Specifically, please check the age of your tires! Any tire which has reached approximately seven years old, should be replaced (some sources say ten years, but that is pushing it). I have seen way too many gorgeous classic cars suffer severe fender and structural damage from tread separations and exploding older tires. In the old days, having a low-mile, always garaged tire with no sign of sidewall or tread deterioration or cracking meant you were good to go. This is no longer true with newer steel-belted tires! Age becomes a primary consideration beyond visible rubber condition, storage or miles.
In the old days, tires were constructed with fabric belts. These belts were molded firmly into the tire and would only be a problem with rubber cracking which allowed oxygen to deteriorate the fabric. In the “old days” a tire would most commonly blow out a sidewall, and sometimes a location on the tread itself and then it would quickly lose air. Again, this was generally trackable to the age of rubber and cracking visible on the surface.
Things are different today with our steel-belted tires. The steel belting does not bond as well to the inside tread rubber as did the fabric cords of days past. The constant pressure of tire inflation is continually and slowly pulling the steel belt apart from the inside rubber it was originally molded to.

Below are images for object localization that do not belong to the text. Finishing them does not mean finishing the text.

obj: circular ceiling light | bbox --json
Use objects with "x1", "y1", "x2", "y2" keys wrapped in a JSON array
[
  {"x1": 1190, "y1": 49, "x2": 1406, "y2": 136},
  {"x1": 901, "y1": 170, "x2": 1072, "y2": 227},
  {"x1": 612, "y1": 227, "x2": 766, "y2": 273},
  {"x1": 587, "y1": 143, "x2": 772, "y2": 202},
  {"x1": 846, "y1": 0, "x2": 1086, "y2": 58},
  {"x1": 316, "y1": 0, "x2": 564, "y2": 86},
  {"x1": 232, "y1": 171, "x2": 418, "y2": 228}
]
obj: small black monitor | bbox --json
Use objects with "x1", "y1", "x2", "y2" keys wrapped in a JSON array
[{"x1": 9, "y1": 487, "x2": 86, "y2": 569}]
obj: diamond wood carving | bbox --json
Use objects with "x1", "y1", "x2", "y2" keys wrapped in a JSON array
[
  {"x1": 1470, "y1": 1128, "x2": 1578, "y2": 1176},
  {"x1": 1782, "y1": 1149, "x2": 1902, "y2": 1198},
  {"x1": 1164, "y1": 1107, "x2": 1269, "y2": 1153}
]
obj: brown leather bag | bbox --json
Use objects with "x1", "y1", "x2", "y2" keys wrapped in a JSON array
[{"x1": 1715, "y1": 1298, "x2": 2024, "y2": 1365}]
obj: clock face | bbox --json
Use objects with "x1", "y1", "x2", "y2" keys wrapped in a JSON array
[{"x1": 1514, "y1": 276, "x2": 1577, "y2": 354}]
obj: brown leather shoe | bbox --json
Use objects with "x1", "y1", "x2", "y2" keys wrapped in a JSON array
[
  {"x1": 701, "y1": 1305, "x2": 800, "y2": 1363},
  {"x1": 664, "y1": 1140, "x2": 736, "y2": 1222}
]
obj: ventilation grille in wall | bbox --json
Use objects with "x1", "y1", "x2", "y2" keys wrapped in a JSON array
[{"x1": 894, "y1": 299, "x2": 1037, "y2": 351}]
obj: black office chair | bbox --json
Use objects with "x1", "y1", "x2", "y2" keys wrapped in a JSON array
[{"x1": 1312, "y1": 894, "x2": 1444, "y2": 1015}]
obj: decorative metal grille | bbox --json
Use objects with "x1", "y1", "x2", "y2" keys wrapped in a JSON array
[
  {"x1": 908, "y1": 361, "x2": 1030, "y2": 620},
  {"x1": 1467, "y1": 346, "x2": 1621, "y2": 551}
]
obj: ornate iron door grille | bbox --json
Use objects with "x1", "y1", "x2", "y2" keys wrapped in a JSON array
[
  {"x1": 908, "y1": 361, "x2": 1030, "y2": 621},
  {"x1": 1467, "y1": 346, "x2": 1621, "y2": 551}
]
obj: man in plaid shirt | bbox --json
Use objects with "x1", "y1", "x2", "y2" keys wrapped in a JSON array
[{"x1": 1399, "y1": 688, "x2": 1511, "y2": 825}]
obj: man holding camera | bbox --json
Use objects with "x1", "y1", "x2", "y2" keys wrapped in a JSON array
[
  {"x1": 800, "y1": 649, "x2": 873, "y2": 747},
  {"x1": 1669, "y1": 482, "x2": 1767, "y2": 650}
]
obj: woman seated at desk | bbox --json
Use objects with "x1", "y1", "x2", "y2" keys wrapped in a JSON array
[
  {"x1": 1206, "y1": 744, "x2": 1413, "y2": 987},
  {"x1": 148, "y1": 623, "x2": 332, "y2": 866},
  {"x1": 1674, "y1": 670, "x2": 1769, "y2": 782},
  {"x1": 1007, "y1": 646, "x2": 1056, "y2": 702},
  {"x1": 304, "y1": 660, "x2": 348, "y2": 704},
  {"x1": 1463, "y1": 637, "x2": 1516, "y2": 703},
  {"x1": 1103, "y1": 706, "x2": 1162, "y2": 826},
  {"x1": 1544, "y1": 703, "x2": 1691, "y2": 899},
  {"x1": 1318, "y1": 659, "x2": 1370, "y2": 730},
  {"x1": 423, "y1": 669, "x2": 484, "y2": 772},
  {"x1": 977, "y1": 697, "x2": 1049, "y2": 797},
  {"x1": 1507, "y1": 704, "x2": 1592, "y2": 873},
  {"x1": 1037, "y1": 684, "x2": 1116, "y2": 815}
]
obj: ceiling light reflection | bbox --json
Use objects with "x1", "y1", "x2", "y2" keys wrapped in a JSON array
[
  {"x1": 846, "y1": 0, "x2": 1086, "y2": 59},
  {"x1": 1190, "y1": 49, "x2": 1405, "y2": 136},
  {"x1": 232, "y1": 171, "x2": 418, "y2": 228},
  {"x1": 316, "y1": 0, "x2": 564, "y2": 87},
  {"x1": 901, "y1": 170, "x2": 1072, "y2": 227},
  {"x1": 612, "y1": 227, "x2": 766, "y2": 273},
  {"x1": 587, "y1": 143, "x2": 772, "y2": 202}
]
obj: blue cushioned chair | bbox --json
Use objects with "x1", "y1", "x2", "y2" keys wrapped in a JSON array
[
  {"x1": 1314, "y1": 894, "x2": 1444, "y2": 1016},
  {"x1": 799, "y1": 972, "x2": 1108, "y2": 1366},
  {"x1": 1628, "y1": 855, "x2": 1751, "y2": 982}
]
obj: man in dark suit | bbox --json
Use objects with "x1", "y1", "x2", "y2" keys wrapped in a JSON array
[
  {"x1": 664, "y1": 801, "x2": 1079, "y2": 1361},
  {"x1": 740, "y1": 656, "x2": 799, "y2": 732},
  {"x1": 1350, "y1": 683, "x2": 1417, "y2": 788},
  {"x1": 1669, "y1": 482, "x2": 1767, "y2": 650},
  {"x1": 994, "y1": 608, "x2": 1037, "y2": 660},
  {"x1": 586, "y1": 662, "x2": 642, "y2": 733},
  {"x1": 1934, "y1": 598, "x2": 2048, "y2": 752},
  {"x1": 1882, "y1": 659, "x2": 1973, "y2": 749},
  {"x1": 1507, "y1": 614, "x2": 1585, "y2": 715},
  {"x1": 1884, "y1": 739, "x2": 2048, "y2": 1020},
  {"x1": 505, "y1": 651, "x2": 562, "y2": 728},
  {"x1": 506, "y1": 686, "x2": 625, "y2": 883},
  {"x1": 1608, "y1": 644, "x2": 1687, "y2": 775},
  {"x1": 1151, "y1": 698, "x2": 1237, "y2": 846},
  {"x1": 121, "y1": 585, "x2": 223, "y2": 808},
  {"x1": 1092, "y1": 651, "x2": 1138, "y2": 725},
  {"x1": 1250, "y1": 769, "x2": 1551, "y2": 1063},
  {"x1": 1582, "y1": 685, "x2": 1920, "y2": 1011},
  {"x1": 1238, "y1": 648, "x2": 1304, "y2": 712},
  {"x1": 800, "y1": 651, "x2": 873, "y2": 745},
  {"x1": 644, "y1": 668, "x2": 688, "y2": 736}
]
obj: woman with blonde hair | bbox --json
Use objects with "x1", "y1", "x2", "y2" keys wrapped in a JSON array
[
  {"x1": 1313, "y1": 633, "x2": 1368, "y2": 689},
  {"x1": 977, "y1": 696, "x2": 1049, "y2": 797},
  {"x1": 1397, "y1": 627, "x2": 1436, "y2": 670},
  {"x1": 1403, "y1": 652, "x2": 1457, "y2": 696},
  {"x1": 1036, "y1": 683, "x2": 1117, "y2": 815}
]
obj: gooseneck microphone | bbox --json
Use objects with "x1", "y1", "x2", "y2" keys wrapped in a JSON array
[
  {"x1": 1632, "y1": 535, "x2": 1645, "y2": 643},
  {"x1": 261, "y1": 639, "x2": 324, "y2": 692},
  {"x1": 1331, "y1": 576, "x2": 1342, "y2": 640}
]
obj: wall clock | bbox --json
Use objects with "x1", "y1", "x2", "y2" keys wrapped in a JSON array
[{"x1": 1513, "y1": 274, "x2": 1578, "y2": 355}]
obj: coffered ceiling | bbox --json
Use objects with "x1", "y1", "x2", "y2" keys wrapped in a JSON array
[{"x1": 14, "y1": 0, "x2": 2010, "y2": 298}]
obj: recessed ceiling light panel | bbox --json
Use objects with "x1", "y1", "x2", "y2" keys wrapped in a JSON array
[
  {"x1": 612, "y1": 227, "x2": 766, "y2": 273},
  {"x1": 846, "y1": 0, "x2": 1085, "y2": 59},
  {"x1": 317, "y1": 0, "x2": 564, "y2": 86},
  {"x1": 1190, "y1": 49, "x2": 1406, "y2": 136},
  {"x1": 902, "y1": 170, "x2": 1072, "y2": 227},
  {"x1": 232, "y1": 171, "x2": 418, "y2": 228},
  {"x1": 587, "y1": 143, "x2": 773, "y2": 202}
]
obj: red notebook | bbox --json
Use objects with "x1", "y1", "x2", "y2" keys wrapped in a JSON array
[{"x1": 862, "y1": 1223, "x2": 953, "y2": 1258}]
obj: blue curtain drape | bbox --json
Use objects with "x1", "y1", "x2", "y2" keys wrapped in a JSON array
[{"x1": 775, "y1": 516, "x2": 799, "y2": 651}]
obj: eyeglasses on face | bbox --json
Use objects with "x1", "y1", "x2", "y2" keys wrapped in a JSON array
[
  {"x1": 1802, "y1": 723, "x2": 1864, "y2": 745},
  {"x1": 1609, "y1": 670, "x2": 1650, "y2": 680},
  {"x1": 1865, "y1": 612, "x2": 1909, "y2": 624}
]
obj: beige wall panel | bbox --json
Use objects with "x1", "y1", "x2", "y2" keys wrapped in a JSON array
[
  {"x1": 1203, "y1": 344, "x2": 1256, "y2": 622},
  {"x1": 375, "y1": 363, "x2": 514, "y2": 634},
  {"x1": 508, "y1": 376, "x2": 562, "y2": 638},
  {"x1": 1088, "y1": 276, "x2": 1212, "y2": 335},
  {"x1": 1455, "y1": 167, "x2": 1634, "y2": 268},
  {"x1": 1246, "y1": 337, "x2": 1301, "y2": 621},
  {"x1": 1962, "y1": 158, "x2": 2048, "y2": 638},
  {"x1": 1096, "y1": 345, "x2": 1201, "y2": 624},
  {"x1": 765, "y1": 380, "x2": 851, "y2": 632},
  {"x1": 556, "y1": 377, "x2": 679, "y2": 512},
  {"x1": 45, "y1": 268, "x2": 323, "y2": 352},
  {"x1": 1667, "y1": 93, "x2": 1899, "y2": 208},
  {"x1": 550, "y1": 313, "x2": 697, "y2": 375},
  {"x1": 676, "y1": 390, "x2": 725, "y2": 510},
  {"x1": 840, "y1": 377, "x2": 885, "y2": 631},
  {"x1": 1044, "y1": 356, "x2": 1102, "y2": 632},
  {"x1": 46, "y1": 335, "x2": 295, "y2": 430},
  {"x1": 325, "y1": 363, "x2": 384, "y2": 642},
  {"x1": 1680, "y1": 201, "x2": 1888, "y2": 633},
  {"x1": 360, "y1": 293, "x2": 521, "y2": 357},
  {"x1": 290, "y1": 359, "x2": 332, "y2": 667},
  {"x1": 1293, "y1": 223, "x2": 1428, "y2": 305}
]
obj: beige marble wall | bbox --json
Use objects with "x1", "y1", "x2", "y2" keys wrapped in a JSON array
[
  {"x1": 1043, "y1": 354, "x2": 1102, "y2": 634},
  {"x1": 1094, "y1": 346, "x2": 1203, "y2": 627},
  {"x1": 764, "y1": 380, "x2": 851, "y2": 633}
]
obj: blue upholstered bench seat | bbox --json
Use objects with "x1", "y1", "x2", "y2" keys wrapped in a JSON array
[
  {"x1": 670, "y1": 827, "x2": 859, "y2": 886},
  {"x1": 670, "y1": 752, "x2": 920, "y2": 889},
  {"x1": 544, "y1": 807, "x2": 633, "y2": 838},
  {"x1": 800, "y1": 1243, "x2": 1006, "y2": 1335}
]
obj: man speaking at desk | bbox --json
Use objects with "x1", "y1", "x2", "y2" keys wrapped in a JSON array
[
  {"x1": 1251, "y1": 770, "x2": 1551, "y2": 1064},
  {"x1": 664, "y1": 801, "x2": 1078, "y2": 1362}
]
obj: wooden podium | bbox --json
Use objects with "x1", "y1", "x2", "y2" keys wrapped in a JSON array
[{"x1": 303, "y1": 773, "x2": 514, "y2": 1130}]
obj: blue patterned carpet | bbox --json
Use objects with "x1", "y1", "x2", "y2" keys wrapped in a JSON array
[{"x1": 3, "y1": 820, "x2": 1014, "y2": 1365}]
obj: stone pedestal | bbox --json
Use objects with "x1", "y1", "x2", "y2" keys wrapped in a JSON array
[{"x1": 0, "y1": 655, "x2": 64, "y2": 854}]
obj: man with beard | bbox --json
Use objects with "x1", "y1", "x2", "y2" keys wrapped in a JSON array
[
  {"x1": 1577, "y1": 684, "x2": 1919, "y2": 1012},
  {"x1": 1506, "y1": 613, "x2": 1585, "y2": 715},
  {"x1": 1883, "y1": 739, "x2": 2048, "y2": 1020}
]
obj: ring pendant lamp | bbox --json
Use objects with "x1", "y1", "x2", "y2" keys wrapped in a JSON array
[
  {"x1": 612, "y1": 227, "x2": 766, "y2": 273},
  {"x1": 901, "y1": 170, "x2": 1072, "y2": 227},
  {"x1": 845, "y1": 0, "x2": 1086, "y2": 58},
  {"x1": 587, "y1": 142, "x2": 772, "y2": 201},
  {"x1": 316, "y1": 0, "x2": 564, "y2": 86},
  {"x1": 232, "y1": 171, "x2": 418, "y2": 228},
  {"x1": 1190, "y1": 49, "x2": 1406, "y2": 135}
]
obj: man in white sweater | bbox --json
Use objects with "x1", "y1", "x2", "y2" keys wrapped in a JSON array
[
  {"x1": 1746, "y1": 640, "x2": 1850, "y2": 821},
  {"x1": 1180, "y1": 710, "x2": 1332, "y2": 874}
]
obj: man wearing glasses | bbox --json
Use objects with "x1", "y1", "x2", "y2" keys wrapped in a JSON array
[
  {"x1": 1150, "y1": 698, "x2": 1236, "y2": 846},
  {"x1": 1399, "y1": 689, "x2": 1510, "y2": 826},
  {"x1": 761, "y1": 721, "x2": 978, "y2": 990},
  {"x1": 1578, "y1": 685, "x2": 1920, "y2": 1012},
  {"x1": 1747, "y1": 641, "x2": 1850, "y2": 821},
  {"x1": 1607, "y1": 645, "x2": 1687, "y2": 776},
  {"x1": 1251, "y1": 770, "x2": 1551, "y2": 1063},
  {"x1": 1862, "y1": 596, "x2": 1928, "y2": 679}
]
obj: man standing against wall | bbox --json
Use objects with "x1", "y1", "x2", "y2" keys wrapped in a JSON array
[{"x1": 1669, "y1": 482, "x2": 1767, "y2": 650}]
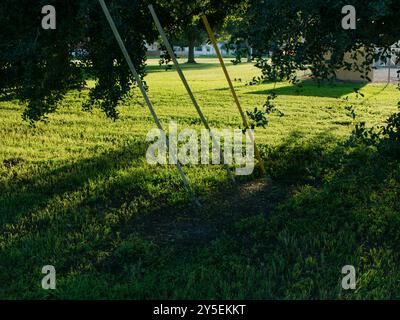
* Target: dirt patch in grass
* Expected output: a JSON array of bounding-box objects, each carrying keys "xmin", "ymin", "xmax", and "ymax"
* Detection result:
[{"xmin": 123, "ymin": 177, "xmax": 289, "ymax": 249}]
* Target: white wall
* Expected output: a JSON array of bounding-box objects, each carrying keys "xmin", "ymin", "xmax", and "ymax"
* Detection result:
[
  {"xmin": 148, "ymin": 43, "xmax": 229, "ymax": 57},
  {"xmin": 374, "ymin": 42, "xmax": 400, "ymax": 67}
]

Industry estimates that after seven years of “in-use” time (in-use time is defined the time a tire is inflated with air pressure and has nothing to do with miles driven or how it is stored), a tire has lost 40% of its strength, or more.
When these older tires are exposed to higher speeds, the chances of a dramatic tread separation goes up exponentially as compared to a newer tire. This separation is not just a loss of air (like would have been more often experienced with an older fabric style tire). The tread separation can be sudden and can cause major fender and structural damage as well as a potential loss of control.
And yes, that beautiful, crack free, fresh appearing, original spare which has always stored in the trunk under pressure (since 1970?) is a tread seperation ready to happen. I have seen these types of spare tires shred within 10 miles of being installed.
You can read the date of manufacture of your tire per its DOT code on the sidewall. Tires made after 2000 have a four-digit date code (see picture). This code was imprinted only on the inside of the tire sidewall until approximately 5 years ago when it was placed on both sides. A three-digit date code means the tire was produced somewhere before year 2000, but you have no way to know which decade it was made? If you find a three-digit date code, the tire automatically too old and must be replaced!
Take the time to verify you have safe tires, please. It is not worth a tire explosion to ruin a trip. Tires are not all that expensive compared to what you can lose.